U.S. District Judge April Perry on Monday tossed out the State of Illinois and City of Chicago's lawsuit over the federal government's move to federalize and deploy National Guard troops to the Chicago area, saying the controversy has effectively evaporated.

Perry ruled that conditions on the ground have shifted so much since last fall that there is no live dispute left for her court to decide, and that she cannot issue what would amount to an advisory opinion on deployment orders that are no longer in effect.

The development was first reported by the Chicago Tribune, which quotes Perry emphasizing that she "cannot issue advisory opinions" on now-demobilized orders and noting that "things in Chicago are calm." According to the Tribune, the dismissal effectively closes the district court chapter of a legal fight that has already wound its way through appellate courts and the U.S. Supreme Court.

Backstory: How the Case Arrived in Court

The lawsuit landed in federal court in October 2025, shortly after the administration announced memos to federalize National Guard units from Illinois and Texas as part of an immigration-enforcement effort dubbed "Operation Midway Blitz." State and city officials argued the move trampled on local authority and pushed the Guard into domestic policing.

After a daylong hearing on Oct. 9, 2025, Perry issued a temporary restraining order that halted any deployment while the case played out.
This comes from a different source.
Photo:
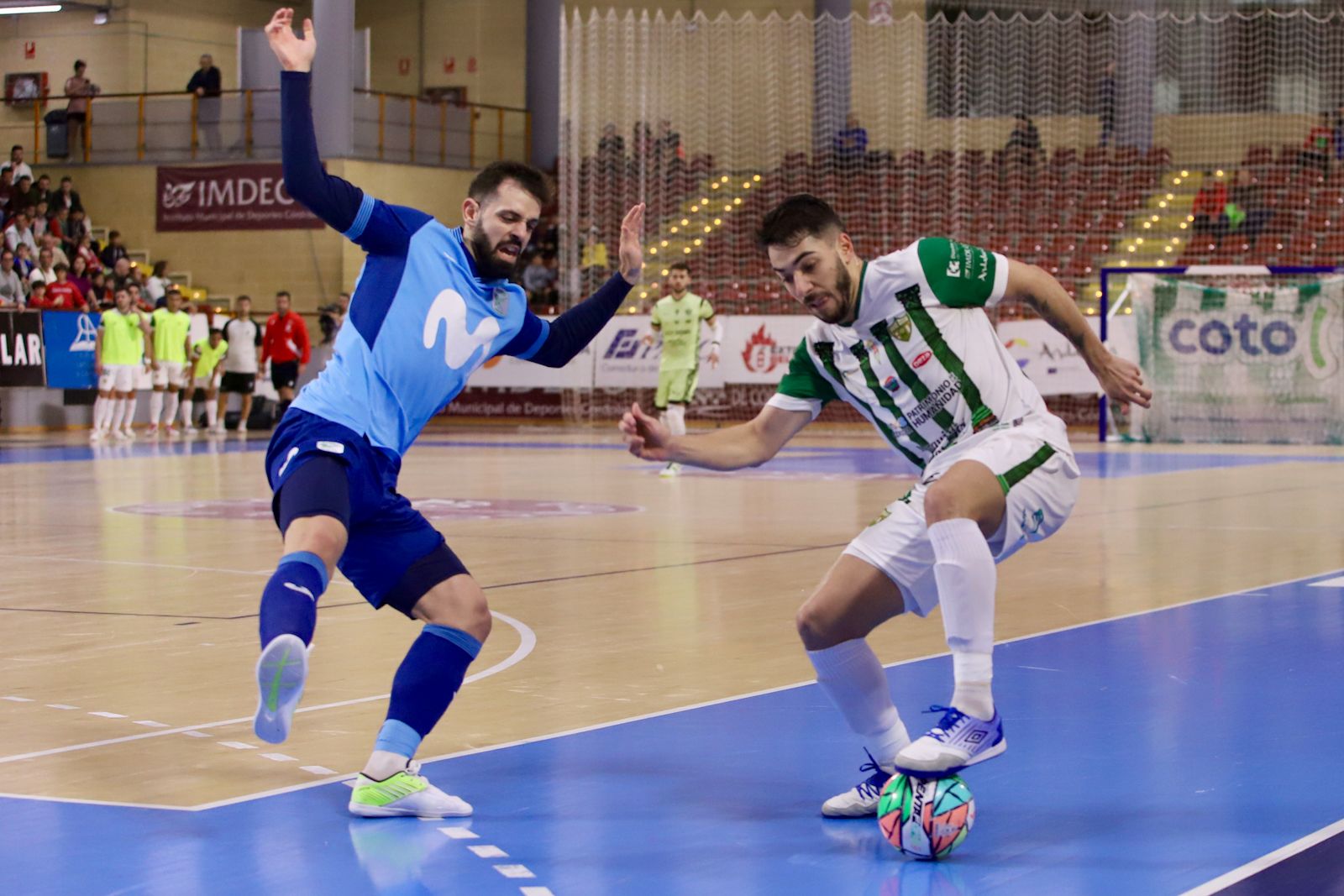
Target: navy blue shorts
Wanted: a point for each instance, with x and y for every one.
(394, 557)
Her October opinion and order, which laid out the early legal framework of the dispute, are part of the public record and can be read on Justia.

Supreme Court Rebuff and Appeals

The administration quickly asked the U.S. Supreme Court for emergency relief, seeking to lift the lower court's restraints. On Dec. 23, 2025, the justices declined to stay Perry's order, concluding at that preliminary stage that the government had not shown statutory authority to federalize the Guard for domestic law-enforcement work.
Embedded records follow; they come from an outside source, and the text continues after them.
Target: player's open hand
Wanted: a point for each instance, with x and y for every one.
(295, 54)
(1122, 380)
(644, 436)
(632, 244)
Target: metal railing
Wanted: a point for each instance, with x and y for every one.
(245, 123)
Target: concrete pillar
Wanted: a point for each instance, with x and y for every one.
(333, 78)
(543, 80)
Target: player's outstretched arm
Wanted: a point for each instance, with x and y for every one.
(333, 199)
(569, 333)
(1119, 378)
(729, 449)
The unsigned order is posted on the court's website at the Supreme Court.

Why the Case Was Dismissed

On Feb. 6, federal defendants moved to dismiss, arguing that the case had become moot because the Guard units had been demobilized and there were no concrete plans to send them back. In their view, the controversy had ended the moment the troops stood down.

Plaintiffs pushed back, pointing to public statements from the White House that, they said, left the door open to future mobilizations and kept the dispute alive. The filings and procedural back-and-forth are laid out in the civil-litigation record at the Civil Rights Litigation Clearinghouse.

Legal Implications

Attorneys watching the case say the dismissal underscores how reluctant federal courts are to hand down advisory rulings, and how forcefully the mootness doctrine kicks in when the real-world conditions that sparked a lawsuit fade away.
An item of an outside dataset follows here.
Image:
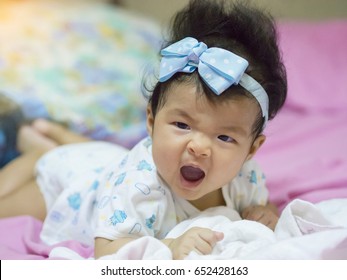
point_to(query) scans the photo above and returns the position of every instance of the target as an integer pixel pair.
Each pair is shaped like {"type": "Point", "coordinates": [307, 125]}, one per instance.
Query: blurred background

The order does not prevent Illinois or Chicago from appealing, nor does it stop them from returning to court if federal officials again move to federalize and redeploy the Guard, according to the Chicago Tribune.

For now, the ruling means federally controlled Guard troops will not be sent to patrol Chicago streets, something city and state leaders are treating as a win for local authority. Federal lawyers, for their part, have signaled they may explore other legal avenues, leaving open the possibility that the broader constitutional fight over domestic troop deployments could return to the spotlight.